The speed at which a planet spins also has a direct effect on the winds that are produced. This means that, were the Moon to move closer, our Early windspeeds would also increase – meaning storms and hurricanes would be even more deadly than they currently are. But even just a quickening of everyday winds would have an impact. Trees and plants that have shallow roots would be more likely to fall. Given that many of our most indispensable vegetables – including widely utilized produce like broccoli, kale, spinach, cabbage, onions, and corn – have shallow roots, our diets would almost definitely change. Meanwhile, maple, ash and many oaks trees also tend to have shallow roots, putting them at risk of being toppled by high winds – as well as creating another potential danger for anyone or thing still striving to survive. Throw in the probable increase in the frequency of mudslides, due to soil instability, and the overall picture is of an unforgiving and extremely challenging environment.

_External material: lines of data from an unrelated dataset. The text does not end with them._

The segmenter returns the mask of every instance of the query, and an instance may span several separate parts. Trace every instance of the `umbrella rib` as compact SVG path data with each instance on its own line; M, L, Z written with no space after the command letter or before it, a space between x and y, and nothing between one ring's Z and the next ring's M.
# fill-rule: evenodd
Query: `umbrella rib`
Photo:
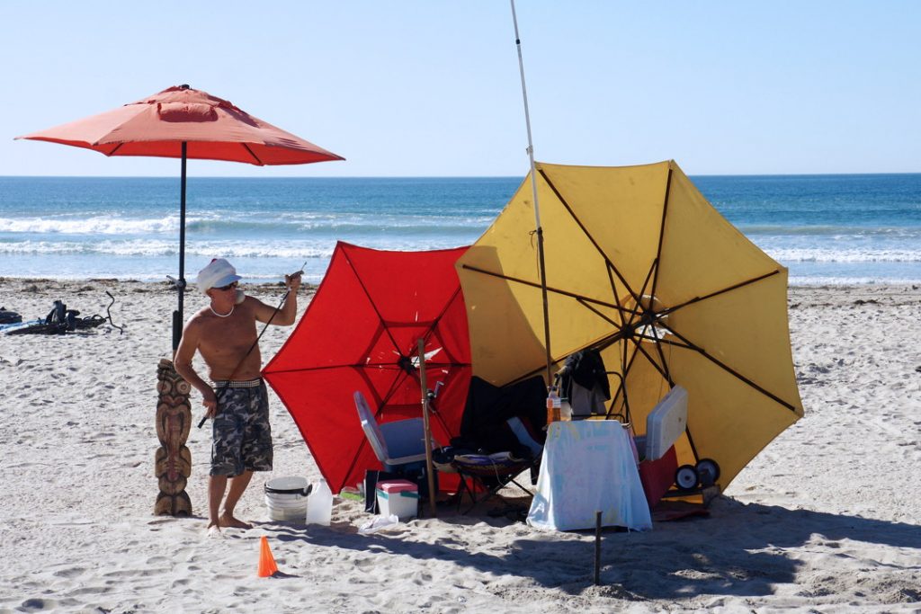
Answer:
M252 159L254 159L256 161L256 164L258 164L261 167L264 167L265 166L265 163L262 162L261 159L259 159L259 156L256 156L256 152L252 151L252 149L250 147L250 145L248 145L245 143L241 143L240 145L243 145L243 149L246 149L246 151L249 152L250 156L252 156Z
M540 288L541 287L540 284L537 284L535 282L529 282L527 280L520 279L519 277L512 277L511 275L504 275L504 274L502 274L500 272L494 272L492 271L486 271L485 269L481 269L479 267L472 266L470 264L461 264L460 266L461 266L461 268L466 269L467 271L472 271L474 272L482 272L484 275L491 275L492 277L498 277L499 279L505 279L505 280L507 280L509 282L515 282L516 284L521 284L522 285L530 285L532 288ZM595 305L600 305L601 307L611 307L612 309L616 309L618 311L626 311L628 313L631 311L630 309L627 309L626 307L623 307L620 305L617 305L616 303L607 303L605 301L600 301L597 298L589 298L589 296L583 296L582 295L577 295L574 292L567 292L565 290L560 290L559 288L554 288L554 287L551 287L549 285L547 286L547 291L548 292L553 292L554 294L557 294L557 295L563 295L563 296L569 296L570 298L575 298L577 300L583 300L583 301L586 301L588 303L594 303Z
M684 337L683 335L682 335L680 332L678 332L677 330L675 330L673 328L670 328L669 330L671 331L671 334L675 335L680 340L682 340L682 342L684 342L685 343L687 343L688 349L690 349L690 350L692 350L694 352L698 353L700 355L704 356L705 358L706 358L707 360L709 360L711 363L713 363L714 365L716 365L719 368L723 369L724 371L726 371L729 375L735 377L740 381L742 381L745 384L748 384L749 386L751 386L752 388L753 388L758 392L761 392L765 397L768 397L769 399L774 400L775 401L776 401L780 405L783 405L784 407L786 407L790 411L794 411L795 412L797 411L797 408L795 408L793 405L787 403L786 400L784 400L783 399L781 399L777 395L775 395L773 392L771 392L771 391L769 391L769 390L762 388L758 384L755 384L753 381L752 381L751 379L749 379L748 377L746 377L742 374L739 373L738 371L736 371L735 369L733 369L732 367L730 367L729 365L726 365L725 363L723 363L720 360L718 360L716 356L712 356L711 354L709 354L706 352L706 350L705 350L704 348L700 347L699 345L695 345L693 342L689 341L686 337Z
M659 246L656 248L656 273L652 278L652 296L655 299L656 286L659 284L659 271L662 261L662 244L665 241L665 217L669 214L669 196L671 193L671 165L669 165L669 177L665 180L665 201L662 203L662 221L659 226Z
M725 288L723 288L721 290L717 290L715 292L711 292L708 295L704 295L703 296L694 296L691 300L684 301L683 303L679 303L678 305L676 305L674 307L668 307L667 309L663 309L660 315L663 315L663 316L670 315L670 314L674 313L675 311L678 311L679 309L681 309L682 307L688 307L689 305L694 305L694 303L700 303L701 301L705 301L705 300L706 300L708 298L713 298L714 296L718 296L719 295L726 294L727 292L731 292L732 290L738 290L739 288L741 288L743 286L749 285L751 284L754 284L755 282L760 282L763 279L767 279L768 277L772 277L774 275L776 275L779 272L780 272L780 270L779 269L775 269L775 270L774 270L774 271L772 271L770 272L764 273L764 275L758 275L757 277L752 277L752 279L747 279L744 282L740 282L739 284L734 284L727 286L727 287L725 287Z
M617 341L617 340L614 340L614 341ZM614 342L613 341L610 342L608 343L608 345L611 345L611 343L612 343L612 342ZM608 345L606 345L604 347L608 347ZM627 346L626 343L624 343L624 356L621 359L621 386L620 386L620 388L618 388L617 392L611 398L611 407L608 408L608 413L604 416L605 420L608 420L609 418L611 418L611 416L612 416L611 412L614 409L614 403L617 402L617 397L618 397L618 395L620 395L620 391L622 389L624 390L624 406L626 409L626 419L627 419L627 422L630 422L632 420L632 418L630 416L630 400L627 399L627 375L630 372L630 368L633 366L634 361L636 360L637 351L636 351L635 348L634 349L633 356L630 358L629 361L627 360L627 352L628 351L629 351L629 347ZM614 415L616 415L616 414L614 414Z
M598 244L598 241L595 240L595 237L591 236L591 233L589 232L589 229L585 227L584 224L582 224L582 220L580 220L578 216L576 215L575 212L573 212L572 210L572 207L570 207L569 203L566 203L566 200L563 198L563 194L560 193L560 191L556 189L556 186L554 185L554 182L550 180L549 177L547 177L547 173L545 173L542 168L540 168L538 170L541 173L541 176L543 177L543 180L546 181L547 185L550 186L550 189L554 191L554 193L556 195L556 198L559 199L560 203L562 203L563 206L565 207L565 210L569 212L569 214L572 216L573 221L575 221L576 224L578 225L578 227L582 229L582 232L589 238L589 240L591 241L591 244L595 246L595 249L598 250L598 253L601 255L601 258L604 259L604 261L608 263L608 266L611 267L611 269L614 272L614 274L617 275L617 278L621 280L622 284L624 284L624 287L626 288L627 292L630 293L630 295L634 297L635 300L638 301L639 299L636 294L630 287L630 284L627 284L627 280L624 279L624 275L621 274L621 272L617 269L617 267L614 266L614 263L611 261L611 260L608 258L608 255L604 253L604 250L601 249L601 246Z
M348 262L349 267L352 269L352 272L355 273L355 278L357 280L358 285L361 286L361 291L365 293L365 296L367 298L368 304L371 306L371 308L374 309L374 313L378 317L378 320L380 322L380 327L384 330L384 332L387 333L387 336L391 340L391 343L393 344L393 347L400 354L400 357L402 358L402 352L400 351L400 346L397 345L397 340L393 339L393 335L391 333L390 328L388 328L387 323L384 321L384 317L380 315L380 312L378 310L378 306L374 303L374 299L371 298L371 293L367 291L367 287L365 285L365 281L361 278L361 275L358 274L358 271L355 268L355 263L352 262L352 259L349 258L347 253L344 252L343 255L345 257L345 261Z

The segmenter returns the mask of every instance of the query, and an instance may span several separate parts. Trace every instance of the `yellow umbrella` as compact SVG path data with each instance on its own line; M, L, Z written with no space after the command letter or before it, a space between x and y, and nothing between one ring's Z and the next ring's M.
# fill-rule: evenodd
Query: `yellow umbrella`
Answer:
M712 458L725 489L803 414L787 270L707 203L673 161L536 165L552 359L601 351L609 414L637 432L675 385L688 391L679 464ZM473 375L504 385L545 368L530 177L458 261ZM622 379L623 377L623 379Z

One final effect that the Moon has on the Earth is to help stabilize its axial tilt. Our closest satellite helps keep the so-called “wobble” of the tilt reduced so that, while there is some variation, it’s not huge. This effect would be more keenly felt if the Moon were closer, shortening the wobble further… The results of this are hard to predict, but it could bring about less variation among seasons, and possibly lessen the strength of the Earth’s magnetic field – which would render our planet and us much more vulnerable to harmful solar radiation. Over the long term, such a development could even drastically deplete our atmosphere – leaving Earth inhospitable.

One fleeting upshot of this thankfully hypothetical Moon shift is that it would take us less time to reach it, which could open the door to humans easily visiting in order to learn more about our nearest neighbor. But, it really is the slightest of silver linings – especially as, in all likelihood, no one would be alive to man the rockets for the journey. All in all, a lunar location change is the very last thing we’d need, want or be able to deal with. Yes, in theory it’d make for a stunning photo opportunity. But, in practice, it’d be all kinds of chaos.